In 2000, the record label Table of the Elements released a bootleg recording of a 1965 performance as Day of Niagara; the recording was not authorized by Young. The original master tape of the Day of Niagara recording was illicitly copied several decades before it found its way to this bootleg release. Young threatened legal action against the label. But as there had been no written agreement on who owned the rights to the music, no legal action was taken.

Young responded to the complaints of Conrad and Cale in an essay which reaffirmed his claims as sole composer.

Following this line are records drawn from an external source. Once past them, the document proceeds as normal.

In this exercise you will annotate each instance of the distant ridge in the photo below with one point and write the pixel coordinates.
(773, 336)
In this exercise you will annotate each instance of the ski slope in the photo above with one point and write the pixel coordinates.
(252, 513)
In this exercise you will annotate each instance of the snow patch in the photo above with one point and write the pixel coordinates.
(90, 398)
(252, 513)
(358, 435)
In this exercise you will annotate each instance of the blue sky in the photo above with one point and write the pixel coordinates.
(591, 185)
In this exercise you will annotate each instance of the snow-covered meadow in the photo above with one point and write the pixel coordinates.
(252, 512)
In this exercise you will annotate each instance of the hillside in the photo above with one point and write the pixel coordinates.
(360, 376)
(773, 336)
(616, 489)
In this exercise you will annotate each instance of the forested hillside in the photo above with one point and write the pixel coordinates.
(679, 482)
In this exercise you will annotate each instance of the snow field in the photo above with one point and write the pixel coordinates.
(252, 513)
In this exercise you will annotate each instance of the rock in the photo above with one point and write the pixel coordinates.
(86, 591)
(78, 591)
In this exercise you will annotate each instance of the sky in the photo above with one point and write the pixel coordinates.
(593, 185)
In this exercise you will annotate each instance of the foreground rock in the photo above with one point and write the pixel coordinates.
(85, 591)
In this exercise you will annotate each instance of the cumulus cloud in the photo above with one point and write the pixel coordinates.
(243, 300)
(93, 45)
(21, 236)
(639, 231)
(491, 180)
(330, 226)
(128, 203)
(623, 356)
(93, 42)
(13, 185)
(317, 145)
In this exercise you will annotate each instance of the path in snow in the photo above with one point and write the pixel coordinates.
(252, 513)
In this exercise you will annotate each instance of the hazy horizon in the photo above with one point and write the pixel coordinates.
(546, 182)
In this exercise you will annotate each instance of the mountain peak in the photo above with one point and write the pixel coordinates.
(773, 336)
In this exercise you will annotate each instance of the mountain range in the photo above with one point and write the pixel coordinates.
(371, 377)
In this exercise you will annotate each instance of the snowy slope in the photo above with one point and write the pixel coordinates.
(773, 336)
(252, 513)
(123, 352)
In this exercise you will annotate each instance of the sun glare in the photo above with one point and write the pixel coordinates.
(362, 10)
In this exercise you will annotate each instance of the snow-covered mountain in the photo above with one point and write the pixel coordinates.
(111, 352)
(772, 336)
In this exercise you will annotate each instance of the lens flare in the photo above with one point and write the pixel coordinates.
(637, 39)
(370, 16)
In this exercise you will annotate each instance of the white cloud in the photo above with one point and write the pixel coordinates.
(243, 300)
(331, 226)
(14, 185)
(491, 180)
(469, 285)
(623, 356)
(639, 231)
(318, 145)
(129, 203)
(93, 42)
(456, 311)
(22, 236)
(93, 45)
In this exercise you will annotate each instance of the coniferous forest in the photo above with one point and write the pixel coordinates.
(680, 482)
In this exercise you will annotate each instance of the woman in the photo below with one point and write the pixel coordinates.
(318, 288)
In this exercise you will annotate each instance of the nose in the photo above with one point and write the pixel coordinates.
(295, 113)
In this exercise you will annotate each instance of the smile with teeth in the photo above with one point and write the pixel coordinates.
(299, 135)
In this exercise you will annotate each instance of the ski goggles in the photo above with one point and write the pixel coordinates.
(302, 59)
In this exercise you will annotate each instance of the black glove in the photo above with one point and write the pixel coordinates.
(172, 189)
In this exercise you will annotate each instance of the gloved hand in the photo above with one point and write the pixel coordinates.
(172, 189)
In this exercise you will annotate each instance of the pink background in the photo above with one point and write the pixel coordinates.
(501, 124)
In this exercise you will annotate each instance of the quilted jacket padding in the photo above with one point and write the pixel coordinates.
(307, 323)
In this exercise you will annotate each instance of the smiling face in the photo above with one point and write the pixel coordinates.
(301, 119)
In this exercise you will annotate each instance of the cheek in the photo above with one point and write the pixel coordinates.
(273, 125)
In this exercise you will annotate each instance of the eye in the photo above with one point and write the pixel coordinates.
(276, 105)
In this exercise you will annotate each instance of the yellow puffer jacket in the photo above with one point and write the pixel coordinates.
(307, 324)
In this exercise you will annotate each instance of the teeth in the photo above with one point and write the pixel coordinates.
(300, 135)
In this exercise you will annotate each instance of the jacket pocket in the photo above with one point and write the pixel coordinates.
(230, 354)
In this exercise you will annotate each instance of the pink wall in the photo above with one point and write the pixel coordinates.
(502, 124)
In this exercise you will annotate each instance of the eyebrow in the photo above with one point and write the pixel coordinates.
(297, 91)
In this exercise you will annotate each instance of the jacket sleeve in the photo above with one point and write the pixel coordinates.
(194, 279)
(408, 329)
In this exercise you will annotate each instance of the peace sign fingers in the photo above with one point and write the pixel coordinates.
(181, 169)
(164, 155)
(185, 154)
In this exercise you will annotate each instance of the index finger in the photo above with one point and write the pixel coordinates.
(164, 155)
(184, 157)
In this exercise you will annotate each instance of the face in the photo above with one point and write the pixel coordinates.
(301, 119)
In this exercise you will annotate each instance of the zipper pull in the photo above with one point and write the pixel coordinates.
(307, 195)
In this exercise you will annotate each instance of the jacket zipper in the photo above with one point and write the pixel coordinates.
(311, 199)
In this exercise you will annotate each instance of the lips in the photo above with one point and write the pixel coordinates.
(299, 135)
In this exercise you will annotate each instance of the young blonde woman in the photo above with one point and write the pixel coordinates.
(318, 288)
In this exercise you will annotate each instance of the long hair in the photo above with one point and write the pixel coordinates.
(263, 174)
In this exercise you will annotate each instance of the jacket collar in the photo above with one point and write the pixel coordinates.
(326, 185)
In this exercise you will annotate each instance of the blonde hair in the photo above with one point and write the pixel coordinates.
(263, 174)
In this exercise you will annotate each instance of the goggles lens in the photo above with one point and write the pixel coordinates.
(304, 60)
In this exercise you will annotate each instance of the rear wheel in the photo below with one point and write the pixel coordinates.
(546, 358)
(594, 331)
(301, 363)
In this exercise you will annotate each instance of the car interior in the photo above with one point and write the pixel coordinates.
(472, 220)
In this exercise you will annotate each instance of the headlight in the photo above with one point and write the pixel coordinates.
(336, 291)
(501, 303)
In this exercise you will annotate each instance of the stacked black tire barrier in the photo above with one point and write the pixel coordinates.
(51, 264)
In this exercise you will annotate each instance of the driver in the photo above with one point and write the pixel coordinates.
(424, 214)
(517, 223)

He also published a press release describing extensive problems with the release, including errors in the audio quality of the copied source tape, an unbalanced mix, and uninspired artwork made without Zazeela's input.

Cale and Conrad later released recordings they made during the mid-sixties, such as Cale's Inside the Dream Syndicate series (The Dream Syndicate being the alternative name given by Cale and Conrad to their collective work with Young).

==Discography==
- Dream House 78′ 17″ (Shandar, 1974) – credited to La Monte Young / Marian Zazeela / Theatre of Eternal Music
- Inside the Dream Syndicate, Volume I: Day of Niagara (Table of the Elements, 2000) – credited to John Cale / Tony Conrad / Angus MacLise / La Monte Young / Marian Zazeela
- Trio for Strings (1958) recorded live in 2015 at the Dia:Chelsea Dream House, performed by Theatre of Eternal Music String Ensemble (Dia Art Foundation, 2022) This vinyl box set (with cover calligraphy by Marian Zazeela) is the first-ever official release of La Monte Young’s Trio for Strings (1958). It was recorded in 2015 live at the Dia:Chelsea Dream House sound-and-light installation by Young, Zazeela, and Jung Hee Choi. Trio for Strings was performed by The Theatre of Eternal Music String Ensemble led by Charles Curtis; featuring Curtis on cello; Reynard Rott on cello; Erik Carlson on viola, and Christopher Otto on viola.